Nereden nereye geldim.
*
Bulunduğumuz coğrafya bireylere sonsuz acılar yükledi yüz yıllar boyu. Bugünü anlamak için geçmişi anlamak gerek diyoruz ama bunun da bir sonu olmalı, ölüme dek taşınmamalı, yeni kuşaklara bırakılmamalı.
Oyuna geldim bir kere. Oyun bozuldu, çanak çömlek patladı. Çözmek mi gerek oyunu yoksa nakavt etmek mi gerek okuyucuyu? Bilemedim.
Çizgi film olan 402 Sınıfı’nı bir de ben hayal edebilsem. Eğitici olarak benim ideal sınıfım ve ben. Her şeye yeni baştan çocuklarla birlikte öğrenmek. Onlardan çok şey öğrendim.
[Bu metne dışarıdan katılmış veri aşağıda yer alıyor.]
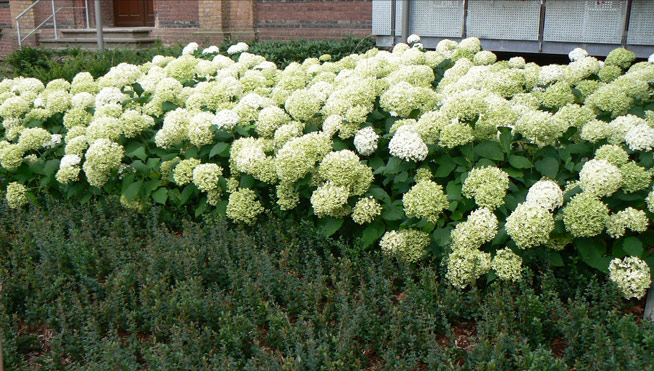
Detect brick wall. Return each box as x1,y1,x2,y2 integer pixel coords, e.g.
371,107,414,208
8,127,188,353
255,0,372,40
154,0,200,28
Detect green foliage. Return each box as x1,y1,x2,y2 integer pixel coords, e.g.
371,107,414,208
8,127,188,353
0,199,654,370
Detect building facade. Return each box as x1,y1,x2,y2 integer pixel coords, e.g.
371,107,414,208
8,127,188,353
0,0,372,57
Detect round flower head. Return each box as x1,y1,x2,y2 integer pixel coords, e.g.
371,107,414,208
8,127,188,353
579,160,622,197
514,109,566,147
83,138,125,188
609,256,652,299
595,144,629,166
438,119,475,148
473,50,497,66
620,161,652,193
202,45,220,54
284,89,323,121
509,57,526,68
450,208,499,251
276,182,300,210
0,97,30,119
182,42,200,55
6,182,27,209
255,106,291,138
604,48,636,69
606,207,649,238
504,202,554,249
227,42,250,55
584,84,633,117
388,125,429,162
352,196,382,224
445,249,491,289
462,167,509,210
311,182,350,218
406,34,420,44
120,110,154,138
624,123,654,151
413,167,434,183
402,180,450,224
563,192,609,237
227,188,264,225
275,132,332,182
607,115,651,147
318,149,373,196
173,158,200,186
213,110,241,130
597,65,622,82
65,135,89,157
542,81,575,109
379,229,429,263
354,126,379,156
193,164,223,192
18,128,51,151
527,180,563,211
491,248,522,281
580,120,611,143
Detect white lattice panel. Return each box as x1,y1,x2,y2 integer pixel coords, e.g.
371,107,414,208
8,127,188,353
412,0,463,37
466,0,540,40
543,0,627,44
627,0,654,45
372,0,391,36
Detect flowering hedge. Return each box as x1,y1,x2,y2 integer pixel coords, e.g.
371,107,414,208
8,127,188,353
0,38,654,298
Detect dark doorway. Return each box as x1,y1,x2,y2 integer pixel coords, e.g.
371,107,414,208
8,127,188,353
114,0,154,27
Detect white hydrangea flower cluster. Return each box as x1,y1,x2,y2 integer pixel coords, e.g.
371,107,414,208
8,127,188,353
352,196,382,224
379,229,429,263
606,207,649,238
579,159,622,197
491,248,522,281
55,155,82,184
83,138,125,188
402,180,450,224
450,208,499,251
227,188,264,225
461,166,509,210
568,48,588,62
609,256,652,299
527,179,563,211
388,125,429,162
504,202,554,249
5,182,28,209
227,42,250,55
354,126,379,156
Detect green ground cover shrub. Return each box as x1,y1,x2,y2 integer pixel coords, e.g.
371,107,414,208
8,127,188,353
0,199,654,370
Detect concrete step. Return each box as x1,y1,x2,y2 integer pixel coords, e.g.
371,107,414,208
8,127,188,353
59,27,153,39
39,37,157,50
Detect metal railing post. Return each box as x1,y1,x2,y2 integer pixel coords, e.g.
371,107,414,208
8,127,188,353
84,0,91,29
94,0,104,51
52,0,59,40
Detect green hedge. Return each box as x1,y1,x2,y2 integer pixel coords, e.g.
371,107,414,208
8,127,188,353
0,201,654,370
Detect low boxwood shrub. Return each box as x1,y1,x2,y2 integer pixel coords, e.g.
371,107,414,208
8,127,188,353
0,199,654,370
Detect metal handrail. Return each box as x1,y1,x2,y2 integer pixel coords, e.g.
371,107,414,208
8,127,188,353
16,0,89,49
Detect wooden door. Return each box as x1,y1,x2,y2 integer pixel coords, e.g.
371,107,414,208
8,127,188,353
114,0,154,27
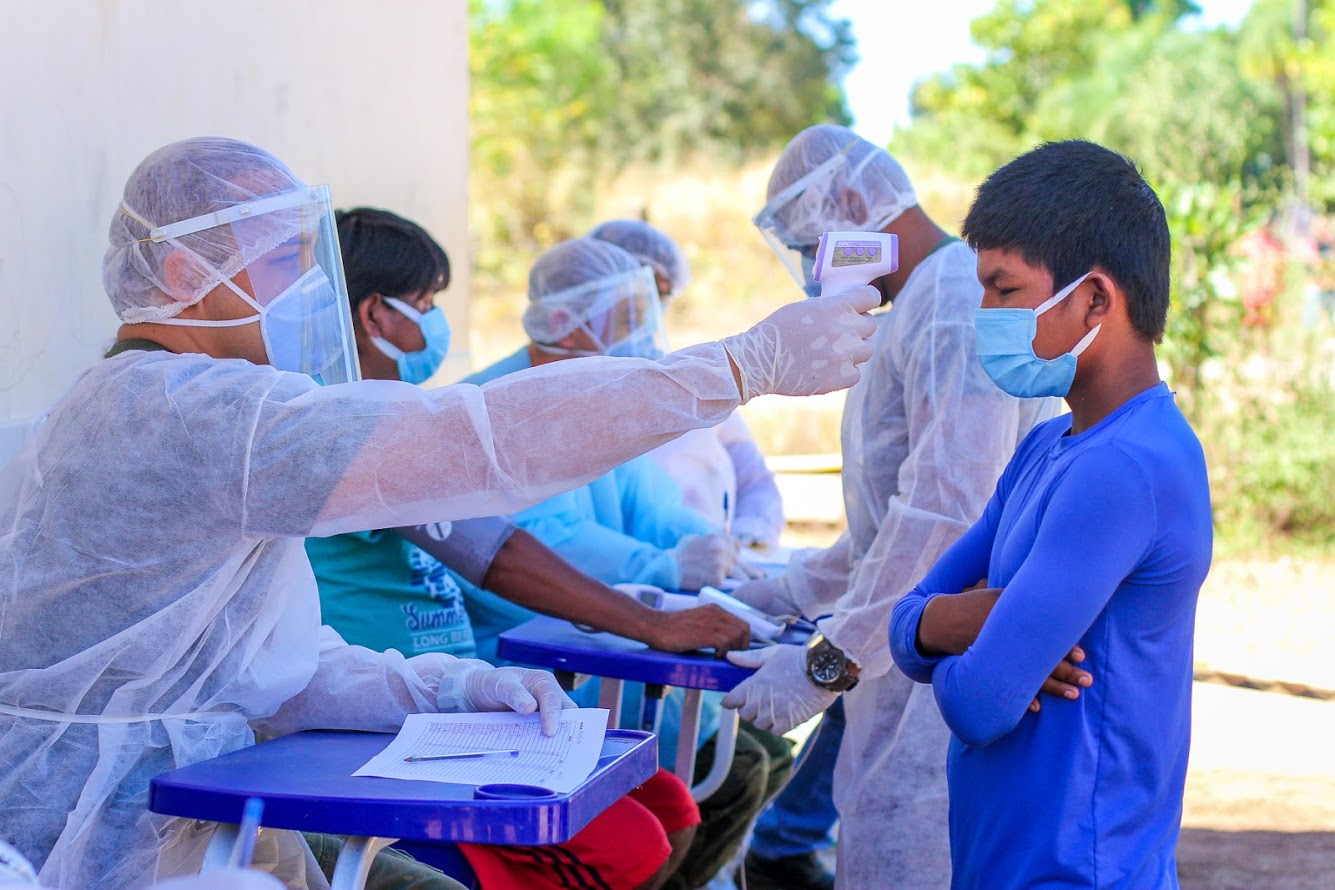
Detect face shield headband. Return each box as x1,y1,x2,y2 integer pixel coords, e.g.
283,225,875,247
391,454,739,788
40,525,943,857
121,185,360,384
526,266,668,359
752,141,856,296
Bir de çocuk kitaplarından. Şaşırtıcı bir iletişimiz vardı, bunu nasıl yaptığımı hiç anlayamadım. Bu sanırım çocukların becerilerinden kaynaklanıyordu. Ben sadece oyunlarında ikinci oyuncuydum.
*
Bugün artık herkes birbirine dünden daha muhtaç. İçtenliğe, saflığa… Öğretilen her şeyi unutup yeniden öğrenmek gerek. Çocukluğa özlem de budur, birlikte oynadığımız çocuk oyunlarını özlemek. Unutmak düştüğünü yaralandığını ve yeniden koşmak. Kızmalarına aldırmadan atlamak yasaklanmış duvarlardan. Sınırları aşmak duvarları yıkmak her zaman zorlar bilinci. Bazen fizyolojik acılar verirler ve ölümlerden ölüm beğendirirler.
*
Sanırım bu gece de öykü yazamayacağım.